The most important physiological responses of altitude acclimatization are in the cardiorespiratory and the hematology system (Muza et al. 2010; West 2004, 2017; Martin et al. 2014; Peacock and Jones 1997). SpO2 reflects the most straightforward physiological changes. Physiological changes of the hemoglobin concentration in the blood are well known (West et al. 2012; Lundby et al. 2004; Peng et al. 2013; Brierley et al. 2012). Besides the aforementioned phenotypes, we also measured several blood biochemical phenotypes of both kidney and liver function (Table 1) which were important but rarely studied (Wang et al. 2018). We found the significant increase of AST during the altitude acclimatization, indicating potential liver injury (Feng et al. 2011). Moreover, the increase of BUN and CREA reflected the progressive fall in glomerular filtration rate, which suggested the damage of kidney (Ozturk et al. 2007).

Since individual single traits do not effectively reflect the complex mechanism of high-altitude acclimatization (West et al. 2012; West 2004; Peng et al. 2013), the analysis of composite phenotypes could be considered as a promising alternative (Inglese et al. 2017; Ried et al. 2016; Holmes et al. 2008). Among several methods, PLS-based composite phenotypes have relatively interpretable biological meanings (Peng et al. 2013). In particular, PLSPM can be applied to analyze the multiple relationships among the blocks of variables (Sanchez 2013).

Generally, there are two ways to define composite phenotypes in PLSPM framework (Peng et al. 2013; Esposito Vinzi et al. 2010), and one is using the prior specific domain knowledge, while the other is using some data-driven methods such as clustering. Clustering is the task of grouping a set of objects in such a way that objects in the same group are more similar to each other than to those in other groups. In our study, the generalized standard spectral clustering (Hastie et al. 2009; Luxburg 2007) was employed to detect the composite phenotype structure (Fig. 2) for high-altitude acclimatization.

To assess the physiological heterogeneity in high-altitude acclimatization, we applied the k-means clustering algorithm on individuals by using the 14 composite phenotypes. However, k-means clustering may be affected by multicollinearity, and when multiple correlations between variables were above 0.5, the clustering results would be misleading (Sambandam 2003). Whereas, most correlations (Pearson’s r) of the 14 composite phenotypes were < 0.2 (Supplementary Fig. 6). Thus, the characterization of population physiological heterogeneity was not markedly affected. We observed physiological heterogeneity in high-altitude acclimatization of the sampled individuals, especially in the phenotypes related to oxygen-carrying capacity including hemoglobin concentration, number of red cells and platelet (West et al. 2012; Calbet et al. 2002; Vij 2009).

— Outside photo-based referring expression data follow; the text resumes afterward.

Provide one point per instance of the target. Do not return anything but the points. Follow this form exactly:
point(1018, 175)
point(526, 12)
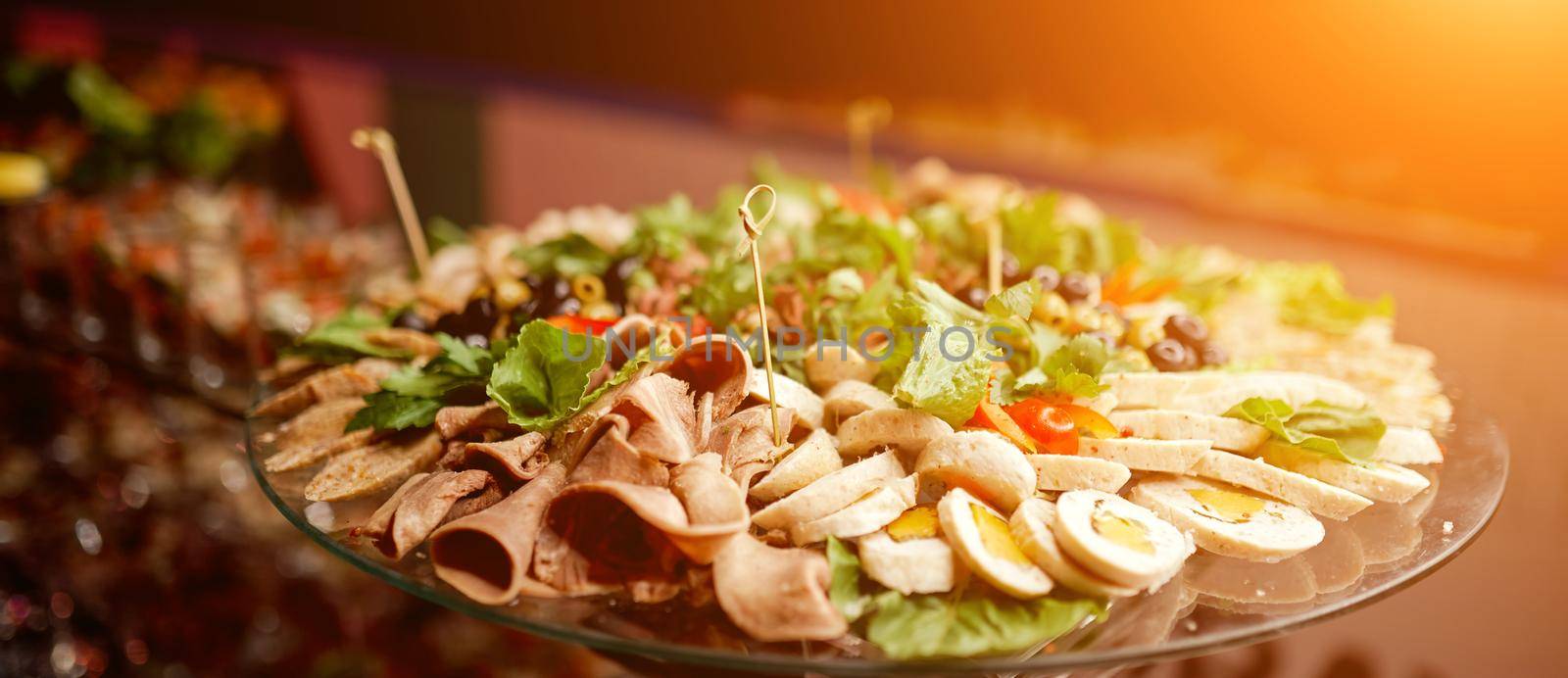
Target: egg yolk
point(1227, 506)
point(914, 523)
point(996, 537)
point(1123, 532)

Furthermore, SpO2 has been well studied as the predictors/indicators of AMS or LLS (West et al. 2012; Muza et al. 2010; West 2004; Brierley et al. 2012; Burtscher et al. 2008; Karinen et al. 2010; Koehle et al. 2010), and while the studies exploring the relationship between LLS and SpO2 in chronic hypoxia are limited. In our study, the oxygen saturation variations were modeled in altitude acclimatization using composite phenotypes, and revealed the association (Table 3 and Supplementary Table 5) with LLS (LV12) and SpO2 from the baseline to chronic phase at 4300-m highland. These findings provide the insights into physiological mechanism of chronic hypoxia (Corno et al. 2002).

28 physiological phenotypes were studied on our work covering the respiratory function, cardiac function, oxygen delivery function, hematology, oxygen saturation, kidney function, liver function and LLS. However, there are still phenotypes not involved in this study such as muscle metabolism, oxygen consumption, electrocardiogram, electroencephalogram, and organism metabolism. The data of this study were collected at two time points of high-altitude acclimatization, which may be incomplete. Besides, the subjects in this study were all young males, and the physiological responses of females may vary. More importantly, other factors such as the genetic variations should be further studied to understand the potential physiological mechanism of high-altitude acclimatization (West 2004, 2017).

In summary, we have developed a strategy constituting both spectral clustering and PLSPM to define the composite phenotypes. In addition, we effectively used this strategy to capture 14 composite phenotypes from 28 physiological phenotypes of high-altitude acclimatization. The 14 composite phenotypes have clear meaning in physiology and explain most of the observed variance in statistics. Based on these composite phenotypes, we first observed physiological heterogeneity among individuals in high-altitude acclimatization. In addition, we compared the performance of composite phenotypes and regular phenotypes in predicting the changes of SpO2. Both analyses showed that the composite phenotypes is better performed in capturing the variation of high-altitude acclimation. This new strategy of defining and applying composite phenotypes may be potentially employed as a general strategy for studying the complex traits (Wei et al. 2014), particularly in the analysis of phenomics (Houle et al. 2010; Zbuk and Eng 2007).

Electronic supplementary material

Below is the link to the electronic supplementary material.

43657_2020_5_MOESM1_ESM.pdf (12.2KB, pdf)

Supplementary Fig. 1 The eigenvalue gap of spectral clustering. The eigenvalue gap was maximized to choose the best number of spectral clustering (red line). And the best clustering number is 14

43657_2020_5_MOESM2_ESM.pdf (4.4KB, pdf)

Supplementary Fig. 2 The 14 composite phenotypes of high altitude acclimatization. The numbers on the arrows are the PLSPM loadings of 14 composite phenotypes, which is the same as Figure 3

43657_2020_5_MOESM3_ESM.pdf (53.2KB, pdf)

Supplementary Fig. 3 The optimal number of k-means clustering on individuals. The optimal number of clusters is 2 following the majority rule of total 26 clustering indices

43657_2020_5_MOESM4_ESM.pdf (2.1MB, pdf)

Supplementary Fig. 4 The silhouette plot of k-means clustering on individuals. Silhouette values range from 1 to -1, when silhouette value is close to 1 indicating that the individuals are well clustered. The silhouette plot for k-means clustering showed that observations are well clustered

43657_2020_5_MOESM5_ESM.pdf (7KB, pdf)

Supplementary Fig. 5 The histogram plot and density plot of each LV (14 LVs) between 2 groups (group 1 with red color and group 2 with blue color). And we further calculated the Wilcoxon Rank Sum test p value (the title of histogram plot) of each LV between 2 groups.

43657_2020_5_MOESM6_ESM.docx (15KB, docx)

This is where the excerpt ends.